Solar sail propulsion technology bounces a stream of solar energy particles called photons off giant, reflective sails made of lightweight material 40 to 100 times thinner than a piece of writing paper. The continuous pressure provides sufficient thrust to perform maneuvers, such as hovering at a point in space and rotating the space vehicle's plane of orbit, which would require too much propellant for conventional rocket systems. Because the Sun provides the necessary propulsive energy, solar sails also require no onboard propellant, thus reducing payload mass.
The most recent test was completed in July by L'Garde, Inc., of Tustin, Calif. Able Engineering of Goleta, Calif., successfully completed testing of its own solar sail design in May. The work of both contractors is led by the In-Space Propulsion Technology Projects Office at the Marshall Center.
Image left: Animation shows a solar sail concept in flight, as designed by L'Garde, Inc., of Tustin, Calif. Animation credit: NASA.
View solar sail animation (QuickTime format, 6.0 MB)
L'Garde's sail deployment was conducted in a 100-foot-diameter vacuum chamber at NASA's Glenn Research Center Plum Brook Station in Sandusky, Ohio. The tests included temperatures as cold as minus 112 degrees Fahrenheit to simulate the conditions of open space.
The sail technology used a boom system that inflates and becomes stiff in space environment conditions. The boom is the core of the support structure for the thin, reflective solar sail -- merely a fraction of the thickness of a human hair -- and includes a stowage structure, which is about the size of a suitcase, and a built-in deployment mechanism.
Image left: Animation shows a solar sail concept in flight, as designed by Able Engineering of Goleta, Calif. Animation credit: NASA.
View solar sail animation
In May, Able Engineering also successfully completed testing of a solar sail design at NASA's Langley Research Center in Hampton, Va.
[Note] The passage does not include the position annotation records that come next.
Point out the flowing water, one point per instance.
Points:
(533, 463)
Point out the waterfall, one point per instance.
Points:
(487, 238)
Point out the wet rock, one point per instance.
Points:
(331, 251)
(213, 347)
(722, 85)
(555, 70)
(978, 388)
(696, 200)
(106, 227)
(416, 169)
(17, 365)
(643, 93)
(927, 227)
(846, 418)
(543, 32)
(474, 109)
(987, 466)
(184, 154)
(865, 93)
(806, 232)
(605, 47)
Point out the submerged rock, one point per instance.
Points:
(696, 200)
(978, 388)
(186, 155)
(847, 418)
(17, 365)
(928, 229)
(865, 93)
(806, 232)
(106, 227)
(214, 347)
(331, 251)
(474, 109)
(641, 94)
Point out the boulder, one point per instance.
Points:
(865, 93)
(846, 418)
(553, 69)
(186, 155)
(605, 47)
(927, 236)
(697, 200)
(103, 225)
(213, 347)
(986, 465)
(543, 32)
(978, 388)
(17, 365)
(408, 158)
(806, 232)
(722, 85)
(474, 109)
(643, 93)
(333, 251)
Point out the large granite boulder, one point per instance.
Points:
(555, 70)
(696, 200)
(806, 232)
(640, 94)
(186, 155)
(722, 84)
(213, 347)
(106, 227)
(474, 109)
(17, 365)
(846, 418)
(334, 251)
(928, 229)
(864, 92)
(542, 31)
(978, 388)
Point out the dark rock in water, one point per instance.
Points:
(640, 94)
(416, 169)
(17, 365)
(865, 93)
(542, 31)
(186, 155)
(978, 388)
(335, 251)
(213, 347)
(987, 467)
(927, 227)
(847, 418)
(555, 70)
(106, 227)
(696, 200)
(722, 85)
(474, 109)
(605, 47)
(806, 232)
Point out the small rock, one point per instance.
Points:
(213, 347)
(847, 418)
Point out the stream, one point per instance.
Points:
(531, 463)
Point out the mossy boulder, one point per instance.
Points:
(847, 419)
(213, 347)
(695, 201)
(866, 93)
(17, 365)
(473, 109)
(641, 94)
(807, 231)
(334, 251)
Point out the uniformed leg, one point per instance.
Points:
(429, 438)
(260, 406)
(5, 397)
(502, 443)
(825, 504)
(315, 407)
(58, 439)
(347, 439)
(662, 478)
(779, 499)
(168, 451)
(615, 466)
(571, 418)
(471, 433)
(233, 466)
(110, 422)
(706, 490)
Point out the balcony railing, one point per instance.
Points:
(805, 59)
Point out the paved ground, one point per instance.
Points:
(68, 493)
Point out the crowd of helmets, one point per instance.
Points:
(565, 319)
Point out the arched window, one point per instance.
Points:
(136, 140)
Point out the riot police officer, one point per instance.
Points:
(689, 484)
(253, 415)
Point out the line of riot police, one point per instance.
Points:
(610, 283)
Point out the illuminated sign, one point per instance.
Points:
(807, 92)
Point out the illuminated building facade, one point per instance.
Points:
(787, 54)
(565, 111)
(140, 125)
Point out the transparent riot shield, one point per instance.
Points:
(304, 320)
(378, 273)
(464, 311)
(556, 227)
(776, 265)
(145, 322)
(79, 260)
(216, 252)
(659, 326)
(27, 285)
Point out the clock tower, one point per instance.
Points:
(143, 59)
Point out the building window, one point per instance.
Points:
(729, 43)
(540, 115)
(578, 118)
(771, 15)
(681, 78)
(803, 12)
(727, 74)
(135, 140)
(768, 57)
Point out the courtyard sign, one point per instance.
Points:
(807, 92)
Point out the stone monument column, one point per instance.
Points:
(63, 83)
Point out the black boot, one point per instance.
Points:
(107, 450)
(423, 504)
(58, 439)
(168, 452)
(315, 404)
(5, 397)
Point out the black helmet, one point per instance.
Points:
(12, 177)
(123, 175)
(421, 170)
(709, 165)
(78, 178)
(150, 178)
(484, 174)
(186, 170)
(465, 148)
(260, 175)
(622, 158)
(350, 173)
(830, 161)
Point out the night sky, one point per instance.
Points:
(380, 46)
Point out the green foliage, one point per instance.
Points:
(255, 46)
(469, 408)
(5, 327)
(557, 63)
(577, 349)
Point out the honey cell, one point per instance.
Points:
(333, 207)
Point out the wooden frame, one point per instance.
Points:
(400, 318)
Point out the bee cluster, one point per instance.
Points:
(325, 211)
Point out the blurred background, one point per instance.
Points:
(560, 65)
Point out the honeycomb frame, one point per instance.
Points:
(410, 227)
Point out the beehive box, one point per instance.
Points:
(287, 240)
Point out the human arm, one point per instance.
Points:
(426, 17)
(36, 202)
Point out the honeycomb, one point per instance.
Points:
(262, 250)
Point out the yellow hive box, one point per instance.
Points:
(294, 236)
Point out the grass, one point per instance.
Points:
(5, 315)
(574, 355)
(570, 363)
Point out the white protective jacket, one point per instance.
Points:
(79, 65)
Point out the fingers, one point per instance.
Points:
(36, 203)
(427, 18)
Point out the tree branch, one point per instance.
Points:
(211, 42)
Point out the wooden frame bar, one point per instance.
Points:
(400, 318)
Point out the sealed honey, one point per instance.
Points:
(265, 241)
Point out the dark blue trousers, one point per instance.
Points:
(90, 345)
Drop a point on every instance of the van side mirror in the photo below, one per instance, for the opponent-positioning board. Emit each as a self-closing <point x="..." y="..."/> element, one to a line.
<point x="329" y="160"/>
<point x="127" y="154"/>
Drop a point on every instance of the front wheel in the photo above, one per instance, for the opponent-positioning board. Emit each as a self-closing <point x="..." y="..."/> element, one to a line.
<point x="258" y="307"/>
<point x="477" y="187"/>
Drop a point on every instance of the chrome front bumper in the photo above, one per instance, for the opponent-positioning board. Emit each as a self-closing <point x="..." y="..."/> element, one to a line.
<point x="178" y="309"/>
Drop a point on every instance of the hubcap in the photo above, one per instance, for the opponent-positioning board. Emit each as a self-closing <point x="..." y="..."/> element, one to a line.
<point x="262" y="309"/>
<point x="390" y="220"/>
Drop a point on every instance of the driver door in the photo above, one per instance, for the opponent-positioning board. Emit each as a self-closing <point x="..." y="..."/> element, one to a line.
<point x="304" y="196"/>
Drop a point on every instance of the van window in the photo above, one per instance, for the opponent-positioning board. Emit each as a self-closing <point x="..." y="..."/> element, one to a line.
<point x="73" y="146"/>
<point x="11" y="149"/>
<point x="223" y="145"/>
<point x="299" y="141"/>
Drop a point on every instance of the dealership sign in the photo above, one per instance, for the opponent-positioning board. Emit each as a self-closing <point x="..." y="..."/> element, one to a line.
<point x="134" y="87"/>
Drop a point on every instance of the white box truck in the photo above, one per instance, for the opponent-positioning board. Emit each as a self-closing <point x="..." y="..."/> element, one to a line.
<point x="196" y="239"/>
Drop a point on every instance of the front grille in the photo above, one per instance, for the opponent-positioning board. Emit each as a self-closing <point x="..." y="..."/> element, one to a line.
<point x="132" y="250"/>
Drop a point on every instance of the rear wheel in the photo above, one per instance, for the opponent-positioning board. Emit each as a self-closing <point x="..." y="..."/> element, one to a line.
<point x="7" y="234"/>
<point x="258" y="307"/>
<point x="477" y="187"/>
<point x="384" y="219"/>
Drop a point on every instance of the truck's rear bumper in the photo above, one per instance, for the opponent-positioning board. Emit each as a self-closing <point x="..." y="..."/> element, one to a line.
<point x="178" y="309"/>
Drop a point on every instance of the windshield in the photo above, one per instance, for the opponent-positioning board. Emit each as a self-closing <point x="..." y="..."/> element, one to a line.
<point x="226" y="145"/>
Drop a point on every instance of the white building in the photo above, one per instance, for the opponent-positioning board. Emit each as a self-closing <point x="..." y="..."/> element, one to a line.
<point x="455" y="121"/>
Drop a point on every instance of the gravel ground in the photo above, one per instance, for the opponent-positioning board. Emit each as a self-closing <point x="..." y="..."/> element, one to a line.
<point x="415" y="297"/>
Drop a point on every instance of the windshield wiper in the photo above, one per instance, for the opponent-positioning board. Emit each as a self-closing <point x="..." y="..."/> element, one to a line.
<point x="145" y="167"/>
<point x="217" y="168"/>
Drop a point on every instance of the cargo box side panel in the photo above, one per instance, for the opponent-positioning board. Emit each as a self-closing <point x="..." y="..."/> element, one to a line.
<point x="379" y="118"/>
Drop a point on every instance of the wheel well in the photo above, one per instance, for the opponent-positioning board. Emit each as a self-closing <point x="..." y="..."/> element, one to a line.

This sail technology employed a "coilable" graphite boom, which is extended or uncoiled by remote control -- much the way a screw is rotated to remove it from an object.
These tests were conducted in a 50-foot-diameter vacuum chamber and began in April. Engineers then spent the next five weeks studying its shape and system dynamics -- or how the solar sail functions in relation to force, weight and tension.
Data from both tests will be used to make improvements to future solar sail design and modeling. In March 2005, NASA plans a laboratory deployment of a sail more than 65 feet in length.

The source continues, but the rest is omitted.